Nothing grand but a simple shelf of an IKEA cupboard.
I stood there in silence wondering what’s next?
No chants, verses that can roll off my lips.
I wondered if I should ring my mother for tips.

The self-recrimination! Stop worrying I wanted to shout.
Seeming inadequate and shallow, I urged myself to just pray.
The way I usually do. Have a conversation.
Pour your heart out. All the fears and the doubts.

But then this was no ordinary day, it was Diwali.
I was advised to search Youtube for artis.
That seems fake. It’s not a performance but a prayer.Don’t you agree?
So I lit some incense sticks which filled my apartment with their assuring scents.
Jasmine and Cinnamon, these were money well spent.
Sadly I can’t read Sanskrit and can’t carry a tune if my life depended on it.
I closed my eyes for the task and urged my mind to commit.

Om Jai Jagdish I started feebly, but at least I was trying.
The words flowing, like muscle memory, somewhat shakily I started to sing.
Maybe not in the correct order.
But miraculously one word followed the other.
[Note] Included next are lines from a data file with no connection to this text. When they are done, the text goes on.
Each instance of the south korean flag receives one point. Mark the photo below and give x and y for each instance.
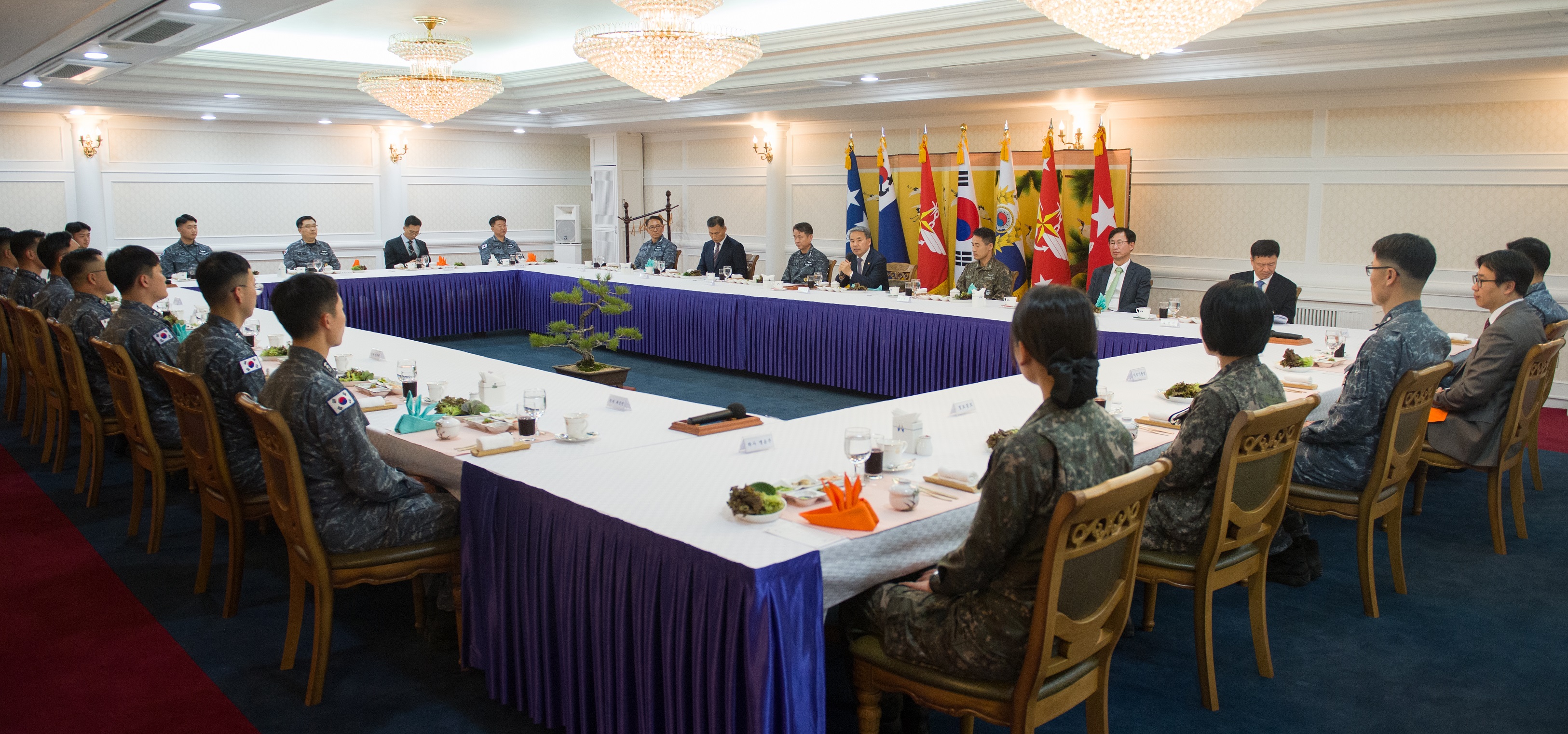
(341, 402)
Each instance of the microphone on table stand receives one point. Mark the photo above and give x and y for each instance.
(735, 412)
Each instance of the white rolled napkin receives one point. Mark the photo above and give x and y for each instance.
(958, 476)
(498, 441)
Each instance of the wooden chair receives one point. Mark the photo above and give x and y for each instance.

My hands circling the small idols and some gold jewelry, my only treasure.
I could feel the Gods smiling. I had made the effort even if it was half-measure.
When I finished I could feel a presence and a sense of wonder.
I opened my eyes with a sense of disbelief to what had just transpired.
I felt calm, at peace and inspired.

We don’t need faith that binds us but blinds us.
To an extent that we forget to love, help and heal.
We lay too much importance on traditions and customs.
Instead let’s try to make someone smile and provide a meal.

Majority or minority. Sectarian conflicts. The constant strife.
Rioting over land to build a mosque or a temple.
Don’t all religions teach us to respect and be gentle?
God, in my expatriate experience, can have a space-saving shelf life.

Let’s keep it simple. To right the wrong.
End the evil in us and try something new.
Believe. Be good. Be true .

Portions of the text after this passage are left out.